Pro Tip #8: Use Economic Value Added (EVA) & EVA Margin to Evaluate Farm Enterprises & the Business as a Whole
The vast majority of agriculture businesses are monocultures with one product. Regenerative agriculture business models stack multiple enterprises on the same resource base. This requires much more sophisticated financial analysis at both the startup decision making stage picking which enterprises to pursue and the ongoing management of multiple enterprises. The net result is that most regenerative agriculture ventures ultimately end up looking more like a conglomerate with multiple business lines or divisions than a traditional farm enterprise with a single product (or product class).
Allan Savory incorporated Gross Margin Analysis into Holistic Management for this application to evaluate individual enterprises:
Gross Margin = Revenues – Operating Costs
This is calculated at the enterprise level and ignores corporate overhead and treats all past investments and capital as sunk costs. This was state of the art at the time Savory developed Holistic Management. The fatal flaw of Gross Margin Analysis is that it ignores capital costs and capital. This has resulted in way too many farms with essentially 1% to negative returns on capital.
Fortunately, there is a better approach, Economic Value Added (EVA), that was developed by Bennett Stewart and Joel Stern at Stern Stewart (a very high-end corporate strategy consulting firm) in the late 1980s. EVA is calculated as follows:
Economic Value Added = Revenues – Operating Costs – [Weighted Average Cost of Capital * Total Capital]
Note that there are three sets of adjustments:
- Leases are added back to the capital base as the present value of the remaining obligation.

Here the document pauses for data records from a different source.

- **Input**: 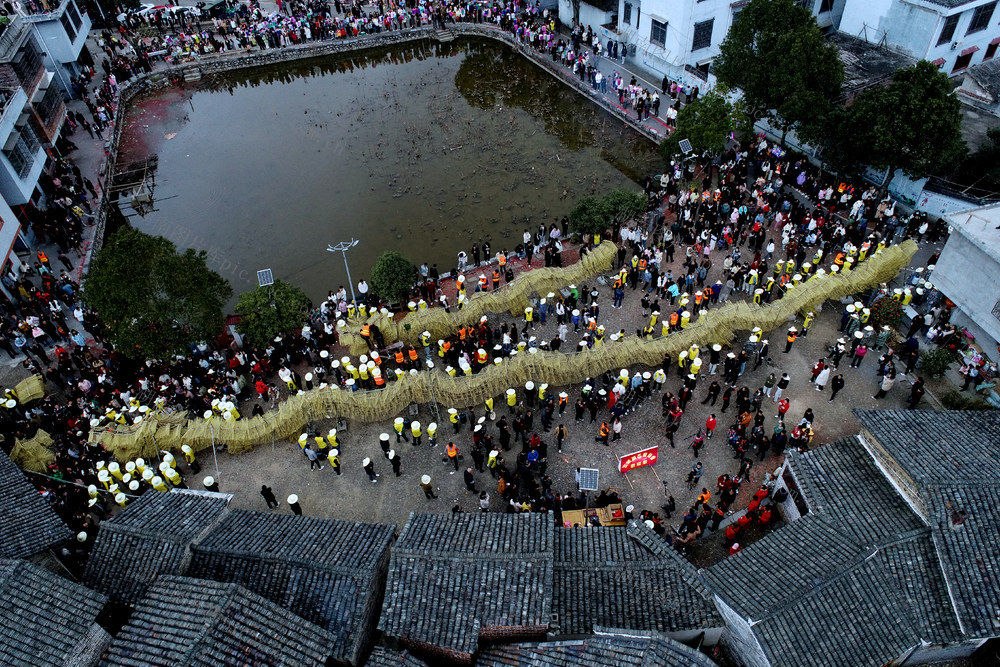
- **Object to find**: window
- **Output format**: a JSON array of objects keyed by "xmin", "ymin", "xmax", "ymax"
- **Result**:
[
  {"xmin": 937, "ymin": 14, "xmax": 958, "ymax": 46},
  {"xmin": 66, "ymin": 2, "xmax": 83, "ymax": 32},
  {"xmin": 35, "ymin": 82, "xmax": 62, "ymax": 127},
  {"xmin": 59, "ymin": 12, "xmax": 76, "ymax": 42},
  {"xmin": 11, "ymin": 38, "xmax": 42, "ymax": 86},
  {"xmin": 4, "ymin": 126, "xmax": 41, "ymax": 178},
  {"xmin": 965, "ymin": 2, "xmax": 997, "ymax": 35},
  {"xmin": 649, "ymin": 19, "xmax": 667, "ymax": 48},
  {"xmin": 691, "ymin": 19, "xmax": 715, "ymax": 51}
]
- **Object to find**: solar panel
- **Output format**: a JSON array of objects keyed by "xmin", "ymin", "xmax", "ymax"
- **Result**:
[{"xmin": 580, "ymin": 468, "xmax": 601, "ymax": 491}]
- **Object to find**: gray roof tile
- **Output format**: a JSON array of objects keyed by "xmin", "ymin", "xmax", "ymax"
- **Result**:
[
  {"xmin": 706, "ymin": 438, "xmax": 964, "ymax": 667},
  {"xmin": 0, "ymin": 452, "xmax": 73, "ymax": 558},
  {"xmin": 102, "ymin": 576, "xmax": 333, "ymax": 667},
  {"xmin": 786, "ymin": 437, "xmax": 926, "ymax": 544},
  {"xmin": 552, "ymin": 521, "xmax": 725, "ymax": 635},
  {"xmin": 84, "ymin": 489, "xmax": 229, "ymax": 604},
  {"xmin": 476, "ymin": 635, "xmax": 715, "ymax": 667},
  {"xmin": 379, "ymin": 513, "xmax": 553, "ymax": 655},
  {"xmin": 923, "ymin": 484, "xmax": 1000, "ymax": 638},
  {"xmin": 0, "ymin": 559, "xmax": 107, "ymax": 666},
  {"xmin": 854, "ymin": 410, "xmax": 1000, "ymax": 483},
  {"xmin": 187, "ymin": 511, "xmax": 395, "ymax": 663},
  {"xmin": 365, "ymin": 646, "xmax": 427, "ymax": 667}
]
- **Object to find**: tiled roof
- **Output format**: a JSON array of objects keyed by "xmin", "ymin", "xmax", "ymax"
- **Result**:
[
  {"xmin": 706, "ymin": 438, "xmax": 964, "ymax": 667},
  {"xmin": 922, "ymin": 484, "xmax": 1000, "ymax": 638},
  {"xmin": 0, "ymin": 452, "xmax": 73, "ymax": 558},
  {"xmin": 187, "ymin": 511, "xmax": 395, "ymax": 663},
  {"xmin": 855, "ymin": 410, "xmax": 1000, "ymax": 638},
  {"xmin": 379, "ymin": 513, "xmax": 553, "ymax": 655},
  {"xmin": 552, "ymin": 521, "xmax": 725, "ymax": 635},
  {"xmin": 476, "ymin": 635, "xmax": 715, "ymax": 667},
  {"xmin": 102, "ymin": 576, "xmax": 333, "ymax": 667},
  {"xmin": 786, "ymin": 437, "xmax": 926, "ymax": 544},
  {"xmin": 854, "ymin": 410, "xmax": 1000, "ymax": 483},
  {"xmin": 705, "ymin": 514, "xmax": 873, "ymax": 619},
  {"xmin": 753, "ymin": 560, "xmax": 920, "ymax": 667},
  {"xmin": 878, "ymin": 534, "xmax": 961, "ymax": 643},
  {"xmin": 84, "ymin": 489, "xmax": 230, "ymax": 604},
  {"xmin": 365, "ymin": 646, "xmax": 427, "ymax": 667},
  {"xmin": 0, "ymin": 559, "xmax": 107, "ymax": 666}
]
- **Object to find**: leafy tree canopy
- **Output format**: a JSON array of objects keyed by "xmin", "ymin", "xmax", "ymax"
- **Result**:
[
  {"xmin": 604, "ymin": 188, "xmax": 646, "ymax": 225},
  {"xmin": 569, "ymin": 197, "xmax": 612, "ymax": 234},
  {"xmin": 769, "ymin": 20, "xmax": 844, "ymax": 142},
  {"xmin": 371, "ymin": 250, "xmax": 415, "ymax": 301},
  {"xmin": 236, "ymin": 280, "xmax": 312, "ymax": 345},
  {"xmin": 712, "ymin": 0, "xmax": 816, "ymax": 120},
  {"xmin": 839, "ymin": 60, "xmax": 968, "ymax": 183},
  {"xmin": 83, "ymin": 227, "xmax": 233, "ymax": 358},
  {"xmin": 660, "ymin": 90, "xmax": 741, "ymax": 159}
]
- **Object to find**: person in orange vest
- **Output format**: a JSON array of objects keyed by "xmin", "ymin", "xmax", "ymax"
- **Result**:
[
  {"xmin": 785, "ymin": 327, "xmax": 799, "ymax": 354},
  {"xmin": 594, "ymin": 422, "xmax": 611, "ymax": 447},
  {"xmin": 359, "ymin": 324, "xmax": 375, "ymax": 351},
  {"xmin": 445, "ymin": 442, "xmax": 458, "ymax": 475}
]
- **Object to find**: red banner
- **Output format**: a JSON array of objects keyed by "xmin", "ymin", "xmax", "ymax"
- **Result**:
[{"xmin": 618, "ymin": 445, "xmax": 660, "ymax": 474}]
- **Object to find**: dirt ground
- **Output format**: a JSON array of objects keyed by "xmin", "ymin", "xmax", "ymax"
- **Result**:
[{"xmin": 199, "ymin": 237, "xmax": 935, "ymax": 561}]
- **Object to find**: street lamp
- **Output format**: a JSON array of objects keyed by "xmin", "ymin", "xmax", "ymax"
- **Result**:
[
  {"xmin": 205, "ymin": 410, "xmax": 219, "ymax": 482},
  {"xmin": 326, "ymin": 239, "xmax": 358, "ymax": 304}
]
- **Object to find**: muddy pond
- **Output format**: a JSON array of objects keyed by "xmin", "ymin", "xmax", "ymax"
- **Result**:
[{"xmin": 119, "ymin": 39, "xmax": 660, "ymax": 302}]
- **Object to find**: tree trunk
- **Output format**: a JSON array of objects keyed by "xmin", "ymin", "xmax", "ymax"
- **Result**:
[{"xmin": 878, "ymin": 164, "xmax": 896, "ymax": 199}]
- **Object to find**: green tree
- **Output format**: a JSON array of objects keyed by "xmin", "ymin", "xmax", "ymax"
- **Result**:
[
  {"xmin": 660, "ymin": 90, "xmax": 740, "ymax": 159},
  {"xmin": 569, "ymin": 197, "xmax": 612, "ymax": 236},
  {"xmin": 955, "ymin": 126, "xmax": 1000, "ymax": 190},
  {"xmin": 839, "ymin": 60, "xmax": 968, "ymax": 188},
  {"xmin": 371, "ymin": 250, "xmax": 416, "ymax": 301},
  {"xmin": 236, "ymin": 280, "xmax": 312, "ymax": 345},
  {"xmin": 712, "ymin": 0, "xmax": 816, "ymax": 121},
  {"xmin": 770, "ymin": 25, "xmax": 844, "ymax": 145},
  {"xmin": 604, "ymin": 188, "xmax": 646, "ymax": 225},
  {"xmin": 83, "ymin": 227, "xmax": 233, "ymax": 358}
]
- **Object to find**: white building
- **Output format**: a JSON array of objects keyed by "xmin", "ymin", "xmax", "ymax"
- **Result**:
[
  {"xmin": 23, "ymin": 0, "xmax": 93, "ymax": 95},
  {"xmin": 840, "ymin": 0, "xmax": 1000, "ymax": 76},
  {"xmin": 611, "ymin": 0, "xmax": 846, "ymax": 89},
  {"xmin": 931, "ymin": 204, "xmax": 1000, "ymax": 357},
  {"xmin": 559, "ymin": 0, "xmax": 619, "ymax": 30}
]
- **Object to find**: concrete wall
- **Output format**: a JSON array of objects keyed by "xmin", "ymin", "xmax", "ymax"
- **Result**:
[
  {"xmin": 26, "ymin": 2, "xmax": 91, "ymax": 95},
  {"xmin": 0, "ymin": 190, "xmax": 21, "ymax": 269},
  {"xmin": 0, "ymin": 88, "xmax": 45, "ymax": 206},
  {"xmin": 715, "ymin": 595, "xmax": 771, "ymax": 667},
  {"xmin": 931, "ymin": 230, "xmax": 1000, "ymax": 351},
  {"xmin": 559, "ymin": 0, "xmax": 614, "ymax": 30},
  {"xmin": 618, "ymin": 0, "xmax": 733, "ymax": 91},
  {"xmin": 840, "ymin": 0, "xmax": 1000, "ymax": 75}
]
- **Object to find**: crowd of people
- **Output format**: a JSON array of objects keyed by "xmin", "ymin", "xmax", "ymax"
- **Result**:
[{"xmin": 0, "ymin": 3, "xmax": 972, "ymax": 564}]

- Advertising, R&D expenses, new product development expenses, and employee training expenses are removed from operating expenses and are capitalized over five years instead of being expensed the year the cash is spent.
- Restructuring expenses are treated as capital investment.
EVA consistently measures value creation. You want to maximize EVA. This measure works at both the business as a whole and at individual operating units.
EVA Margin is a second measure that is valuable:
EVA Margin = EVA / Total Revenues
Note that for most companies, EVA Margin is in the single digits with about half having EVA margins below 1%.
For corporate cashflow model purposes, we calculate both EVA and EVA Margin at the enterprise level and at the business as a whole level. Note that the enterprise level calculation replicates Gross Margin Analysis and only include the revenues, operating costs, and capital base directly associated with the enterprise. This gives an accurate evaluation of multiple potential enterprises and can be very useful in determining which ones to enter as well as helping prioritize the order in which one enters into new enterprises – you want to prioritize the enterprise with the highest EVA and allocate capital to the set of enterprises that maximizes total EVA.
Note that some “enterprises” may be marginal as stand-alone enterprises but are worth doing for ecological purposes even though they operate at a loss or have marginal EVA. Examples include honey bees if you have an orchard, fish in an aquaponics system, and cover crops used for soil building. In these cases, the marginal “supporting” enterprise should be evaluated as a maintenance cost for the main enterprise (e.g. the greenhouse or the orchard) and not as a stand-alone enterprise.